When God established his covenant with Abram, he said, “No longer shall your name be called Abram, but your name shall be Abraham, for I have made you the father of a multitude of nations.” (Genesis 17:5)
When Jesus called Simon to be His disciple, “Jesus looked at him and said, ‘You are Simon the son of John. You shall be called Cephas’ (which means Peter).” (John 1:42)
Names affect how we look at people—how we look at ourselves. And how we look at ourselves permeates the way we live our lives.
So if the name you’ve given yourself is “Barren” or “Infertile,” it’s time to give yourself a new name.
In a moment when my mind was busy with other things and far from the subject matter I’m typing about at this moment, God answered my prayer and gave me a name.
Her name is Priscilla.
Priscilla (or Prisca) is mentioned five times in scripture. Before I describe her, I’ll let you read about her for yourself:
“After this Paul left Athens and went to Corinth. And he found a Jew named Aquila, a native of Pontus, recently come from Italy with his wife Priscilla, because Claudius had commanded all the Jews to leave Rome. And he went to see them, and because he was of the same trade he stayed with them and worked, for they were tentmakers by trade.” (Acts 18:1-3, written by Luke)

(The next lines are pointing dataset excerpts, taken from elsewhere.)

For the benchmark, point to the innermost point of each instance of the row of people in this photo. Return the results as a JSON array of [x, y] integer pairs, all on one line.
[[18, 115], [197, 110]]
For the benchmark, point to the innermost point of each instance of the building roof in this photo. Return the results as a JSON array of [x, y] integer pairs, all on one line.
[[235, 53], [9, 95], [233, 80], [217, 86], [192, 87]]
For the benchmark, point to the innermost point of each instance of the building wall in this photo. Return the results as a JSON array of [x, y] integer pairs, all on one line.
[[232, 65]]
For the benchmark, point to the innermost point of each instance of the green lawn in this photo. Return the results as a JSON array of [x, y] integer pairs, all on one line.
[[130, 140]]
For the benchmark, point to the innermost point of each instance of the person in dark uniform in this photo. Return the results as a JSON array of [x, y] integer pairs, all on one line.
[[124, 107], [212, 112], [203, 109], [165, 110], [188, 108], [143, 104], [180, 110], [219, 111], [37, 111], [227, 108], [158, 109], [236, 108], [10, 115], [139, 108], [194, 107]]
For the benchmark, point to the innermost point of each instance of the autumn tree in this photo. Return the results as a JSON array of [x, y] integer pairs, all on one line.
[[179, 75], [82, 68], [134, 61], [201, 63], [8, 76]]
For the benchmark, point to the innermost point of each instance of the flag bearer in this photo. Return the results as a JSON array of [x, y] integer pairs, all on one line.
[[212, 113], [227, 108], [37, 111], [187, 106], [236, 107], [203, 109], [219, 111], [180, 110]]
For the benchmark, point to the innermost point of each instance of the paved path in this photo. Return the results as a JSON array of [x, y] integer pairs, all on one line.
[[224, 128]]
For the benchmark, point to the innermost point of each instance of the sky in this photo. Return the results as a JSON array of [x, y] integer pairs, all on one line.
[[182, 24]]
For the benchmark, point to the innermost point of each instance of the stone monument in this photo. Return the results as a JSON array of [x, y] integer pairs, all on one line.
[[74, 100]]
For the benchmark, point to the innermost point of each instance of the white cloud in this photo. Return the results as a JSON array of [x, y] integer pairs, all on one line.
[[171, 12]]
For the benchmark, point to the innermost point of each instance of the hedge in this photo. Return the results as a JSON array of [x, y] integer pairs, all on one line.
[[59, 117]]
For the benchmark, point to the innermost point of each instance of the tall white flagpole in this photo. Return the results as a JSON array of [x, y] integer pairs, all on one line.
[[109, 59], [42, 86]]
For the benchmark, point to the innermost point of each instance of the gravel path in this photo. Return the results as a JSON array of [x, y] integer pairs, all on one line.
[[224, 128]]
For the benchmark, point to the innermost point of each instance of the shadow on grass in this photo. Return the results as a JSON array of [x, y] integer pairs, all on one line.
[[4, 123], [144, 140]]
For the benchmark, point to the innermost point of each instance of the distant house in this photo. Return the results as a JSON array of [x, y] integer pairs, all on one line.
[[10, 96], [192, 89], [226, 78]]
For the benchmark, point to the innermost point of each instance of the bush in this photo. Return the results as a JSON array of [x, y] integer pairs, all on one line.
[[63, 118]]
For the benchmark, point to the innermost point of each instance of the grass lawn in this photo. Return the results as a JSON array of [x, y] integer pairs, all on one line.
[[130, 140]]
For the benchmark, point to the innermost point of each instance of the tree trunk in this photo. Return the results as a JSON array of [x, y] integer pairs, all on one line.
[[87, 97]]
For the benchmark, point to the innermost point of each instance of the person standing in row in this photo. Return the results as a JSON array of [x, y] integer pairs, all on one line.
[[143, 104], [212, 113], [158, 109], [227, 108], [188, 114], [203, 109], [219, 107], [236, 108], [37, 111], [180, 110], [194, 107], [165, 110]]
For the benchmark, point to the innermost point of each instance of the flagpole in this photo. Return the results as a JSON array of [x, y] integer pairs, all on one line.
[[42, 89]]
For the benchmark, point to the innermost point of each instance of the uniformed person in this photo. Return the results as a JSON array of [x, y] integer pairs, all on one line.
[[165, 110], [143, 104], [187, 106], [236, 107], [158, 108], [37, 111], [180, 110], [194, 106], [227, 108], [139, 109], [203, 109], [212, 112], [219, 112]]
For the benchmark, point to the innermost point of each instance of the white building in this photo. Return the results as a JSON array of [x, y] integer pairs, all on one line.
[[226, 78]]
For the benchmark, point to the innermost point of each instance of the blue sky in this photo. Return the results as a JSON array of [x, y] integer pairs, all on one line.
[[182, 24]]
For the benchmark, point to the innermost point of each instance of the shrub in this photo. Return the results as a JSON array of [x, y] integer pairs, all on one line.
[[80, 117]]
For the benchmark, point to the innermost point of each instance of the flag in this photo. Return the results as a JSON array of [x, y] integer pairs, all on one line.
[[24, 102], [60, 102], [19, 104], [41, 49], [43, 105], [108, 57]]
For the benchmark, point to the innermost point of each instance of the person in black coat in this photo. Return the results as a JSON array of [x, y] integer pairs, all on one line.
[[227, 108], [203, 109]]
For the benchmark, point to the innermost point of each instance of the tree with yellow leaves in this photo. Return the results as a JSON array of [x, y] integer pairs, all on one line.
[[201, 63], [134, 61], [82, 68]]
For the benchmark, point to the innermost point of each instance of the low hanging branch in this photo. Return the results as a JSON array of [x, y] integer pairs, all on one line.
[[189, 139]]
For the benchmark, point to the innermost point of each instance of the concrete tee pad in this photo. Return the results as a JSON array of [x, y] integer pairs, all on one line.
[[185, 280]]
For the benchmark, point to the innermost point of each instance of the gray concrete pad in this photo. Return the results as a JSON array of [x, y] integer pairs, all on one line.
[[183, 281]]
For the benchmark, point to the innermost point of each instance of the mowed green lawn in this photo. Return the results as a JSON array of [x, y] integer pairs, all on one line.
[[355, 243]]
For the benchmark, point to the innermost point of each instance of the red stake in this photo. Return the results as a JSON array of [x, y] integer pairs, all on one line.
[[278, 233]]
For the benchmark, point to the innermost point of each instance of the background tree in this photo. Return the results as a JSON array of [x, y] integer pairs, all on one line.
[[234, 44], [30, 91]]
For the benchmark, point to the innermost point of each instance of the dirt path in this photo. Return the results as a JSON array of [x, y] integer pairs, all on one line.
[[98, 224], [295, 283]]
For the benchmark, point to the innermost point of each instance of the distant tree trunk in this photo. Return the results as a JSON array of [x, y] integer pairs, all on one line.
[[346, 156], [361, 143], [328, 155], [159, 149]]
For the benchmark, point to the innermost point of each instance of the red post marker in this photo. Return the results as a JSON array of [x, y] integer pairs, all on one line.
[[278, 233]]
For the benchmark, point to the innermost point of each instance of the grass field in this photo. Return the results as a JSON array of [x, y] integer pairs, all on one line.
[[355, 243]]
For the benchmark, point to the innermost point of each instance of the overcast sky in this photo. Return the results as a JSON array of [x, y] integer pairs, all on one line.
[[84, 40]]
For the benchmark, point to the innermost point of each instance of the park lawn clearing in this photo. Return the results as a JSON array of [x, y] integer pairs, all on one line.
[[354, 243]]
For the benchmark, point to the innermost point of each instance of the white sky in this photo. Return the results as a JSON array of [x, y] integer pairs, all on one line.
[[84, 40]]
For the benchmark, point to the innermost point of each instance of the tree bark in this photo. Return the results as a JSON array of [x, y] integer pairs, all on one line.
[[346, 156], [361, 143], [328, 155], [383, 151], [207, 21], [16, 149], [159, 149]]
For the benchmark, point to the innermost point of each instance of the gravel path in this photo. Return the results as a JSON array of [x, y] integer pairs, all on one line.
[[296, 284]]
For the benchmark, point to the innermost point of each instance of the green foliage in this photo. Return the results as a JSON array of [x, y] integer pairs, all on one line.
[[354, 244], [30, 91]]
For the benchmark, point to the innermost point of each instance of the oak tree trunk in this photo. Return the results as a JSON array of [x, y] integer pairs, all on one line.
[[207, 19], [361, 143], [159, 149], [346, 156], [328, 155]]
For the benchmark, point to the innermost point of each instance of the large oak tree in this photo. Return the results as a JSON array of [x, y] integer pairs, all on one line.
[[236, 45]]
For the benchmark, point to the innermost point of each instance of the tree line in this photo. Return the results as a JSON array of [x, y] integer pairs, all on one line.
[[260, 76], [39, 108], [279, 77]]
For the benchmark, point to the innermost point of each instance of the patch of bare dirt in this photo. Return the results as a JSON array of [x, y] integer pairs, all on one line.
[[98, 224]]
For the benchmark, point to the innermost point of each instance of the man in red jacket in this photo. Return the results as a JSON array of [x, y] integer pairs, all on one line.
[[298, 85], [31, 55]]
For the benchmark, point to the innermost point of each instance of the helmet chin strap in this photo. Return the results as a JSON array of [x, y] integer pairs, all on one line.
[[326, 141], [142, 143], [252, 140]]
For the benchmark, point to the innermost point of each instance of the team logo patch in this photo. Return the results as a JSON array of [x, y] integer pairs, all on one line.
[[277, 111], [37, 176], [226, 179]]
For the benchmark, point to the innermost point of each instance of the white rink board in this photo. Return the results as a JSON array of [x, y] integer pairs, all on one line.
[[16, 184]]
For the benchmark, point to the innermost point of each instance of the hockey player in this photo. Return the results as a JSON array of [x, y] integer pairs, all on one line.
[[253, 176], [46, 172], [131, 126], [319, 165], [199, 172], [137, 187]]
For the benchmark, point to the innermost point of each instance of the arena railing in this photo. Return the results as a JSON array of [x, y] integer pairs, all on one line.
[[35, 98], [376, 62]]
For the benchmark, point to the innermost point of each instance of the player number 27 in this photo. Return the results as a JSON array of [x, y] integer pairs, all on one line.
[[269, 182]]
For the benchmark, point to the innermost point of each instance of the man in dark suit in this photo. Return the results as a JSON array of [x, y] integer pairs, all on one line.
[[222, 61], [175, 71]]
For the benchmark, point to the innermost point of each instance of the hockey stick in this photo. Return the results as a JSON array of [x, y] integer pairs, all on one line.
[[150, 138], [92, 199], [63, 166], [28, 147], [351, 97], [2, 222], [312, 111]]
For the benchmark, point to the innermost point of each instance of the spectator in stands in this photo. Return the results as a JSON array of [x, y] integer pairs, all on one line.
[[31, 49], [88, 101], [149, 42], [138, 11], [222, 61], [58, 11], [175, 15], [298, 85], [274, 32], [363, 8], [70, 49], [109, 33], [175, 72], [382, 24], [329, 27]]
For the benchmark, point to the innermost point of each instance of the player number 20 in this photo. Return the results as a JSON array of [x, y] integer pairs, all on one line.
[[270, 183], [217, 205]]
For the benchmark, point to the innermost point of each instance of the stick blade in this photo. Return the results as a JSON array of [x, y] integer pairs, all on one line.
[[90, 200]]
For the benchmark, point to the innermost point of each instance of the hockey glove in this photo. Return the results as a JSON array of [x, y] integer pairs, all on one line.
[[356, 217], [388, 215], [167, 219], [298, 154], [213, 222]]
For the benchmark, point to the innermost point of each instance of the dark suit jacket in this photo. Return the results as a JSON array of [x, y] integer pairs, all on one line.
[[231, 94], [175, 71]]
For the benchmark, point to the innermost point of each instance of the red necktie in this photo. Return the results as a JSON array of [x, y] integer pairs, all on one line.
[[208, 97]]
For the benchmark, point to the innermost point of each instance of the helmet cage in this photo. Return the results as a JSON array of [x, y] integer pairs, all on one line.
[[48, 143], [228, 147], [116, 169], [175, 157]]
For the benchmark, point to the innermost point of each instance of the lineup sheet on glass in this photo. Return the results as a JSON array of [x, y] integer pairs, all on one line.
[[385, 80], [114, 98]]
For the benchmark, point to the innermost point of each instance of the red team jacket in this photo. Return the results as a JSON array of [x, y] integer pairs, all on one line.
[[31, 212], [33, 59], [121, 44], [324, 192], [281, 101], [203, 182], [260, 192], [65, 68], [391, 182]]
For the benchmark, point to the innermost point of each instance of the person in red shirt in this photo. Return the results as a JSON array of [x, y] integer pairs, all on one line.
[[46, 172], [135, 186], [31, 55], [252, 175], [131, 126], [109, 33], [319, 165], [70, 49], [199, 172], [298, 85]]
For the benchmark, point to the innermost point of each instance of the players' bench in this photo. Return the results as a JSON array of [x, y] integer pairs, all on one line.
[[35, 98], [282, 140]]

“[Apollos] began to speak boldly in the synagogue, but when Priscilla and Aquila heard him, they took him aside and explained to him the way of God more accurately.” (Acts 18:26, written by Luke)
“The churches of Asia send you greetings. Aquila and Prisca, together with the church in their house, send you hearty greetings in the Lord.” (1 Cor 16:19, written by Paul)
“Greet Prisca and Aquila, and the household of Onesiphorus.” (2 Timothy 4:19, written by Paul)
“Greet Prisca and Aquila, my fellow workers in Christ Jesus, who risked their necks for my life, to whom not only I give thanks but all the churches of the Gentiles give thanks as well.” (Romans 16:3-4, written by Paul)
At first, when referring to this couple, Paul listed the husband’s name first. But after he got to know them, he went against convention and listed her name first. This is a big deal! Priscilla didn’t hide in Aquila’s shadow; her worth was not based on who her husband was and what her husband did. She held her own! When people got to know this dynamic couple, they learned that she was the powerhouse! And for the record, Aquila held his own, too. It takes a strong man to empower his wife to be strong as well.
(By the way, for anyone who believes that the Bible puts down women and is against women in ministry, just point them to Priscilla.)
So what does all of this have to do with my identity as a non-mom?
There is no mention of Priscilla and Aquila being parents. It’s possible they had children, but if they did, it wasn’t in their biography. I know it can be dangerous to jump to conclusions based on silence, but here’s my point:
Priscilla’s identity and usefulness for the Kingdom of God wasn’t dependent on whether or not she was able to bear children.
In a society that was male dominated, she worked alongside—not under—her husband. She was intelligent, capable of teaching leaders. She had an influential role in shaping the early Church. And she was courageous, risking her life for the people she loved.
This is the kind of woman I want to be.
So the next time someone asks me, “Do you have any children?” I’m going to respond with a smile on my face and my head held high, “No, and it’s okay. I’m a Priscilla.”
Questions for Discussion and Contemplation
Is there a name or label that I call myself that is negative or discouraging? Is there a positive name or label I can use instead? (If you can’t think of any, ask God to give you one.)
How can I preach truth to myself in a way that speaks life and gives dignity?
Do I put negative names or labels on other people? How can I speak truth to others in a way that speaks life over them and gives them dignity?